[Blink] Blink stores plain word passwords in its config file?
Dan Pascu
dan at ag-projects.com
Wed Nov 24 11:04:20 CET 2010
On 24 Nov 2010, at 11:51, Emil Ivov wrote:
> На 24.11.10 10:01, Dan Pascu написа:
>> It wouldn't have made a difference if it was encrypted. Unless it
>> uses
>> something that requires your input in order to be decrypted, which is
>> basically equivalent to not putting it in the config file but asking
>> the user for it every time blink starts
>
> Not quite, since you could use a single "master password" to encrypt
> credentials for all your accounts.
Indeed.
> While encrypting with a master password does not prevent users from
> someone modifying the application, it still gives them protection in a
> whole bunch of other scenarios like for example a stolen PC or
> remotely
> stolen config files.
At the risk of repeating myself, if anyone is worried about lost/
stolen computers they should encrypt their filesystem. Much safer and
simpler than to encrypt every application's data. Not to mention that
you are asked for a master password to unlock it only once when you
boot, not for every application that stores sensitive data on the disk.
> I understand that this is not a priority for Blink, and I actually
> find
> this reasonable.
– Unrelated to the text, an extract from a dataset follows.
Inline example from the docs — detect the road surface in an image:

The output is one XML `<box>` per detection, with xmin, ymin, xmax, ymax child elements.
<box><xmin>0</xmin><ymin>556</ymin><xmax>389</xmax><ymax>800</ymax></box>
After all the OS does provide you with various ways
> of
> protecting your data so passwords, even when in plain text, are not
> completely unprotected. Most users would hence be fine with the
> current
> state of Blink. However, there's no reason to claim that doing
> anything
> more than that would be pointless.
None claimed that. My sole point is that these will only generate a
false sense of security without really improving anything. I would
rather have users aware of the issues and ask themselves what can they
do to really protect themselves given their particular use case,
rather then feel secure when they're not.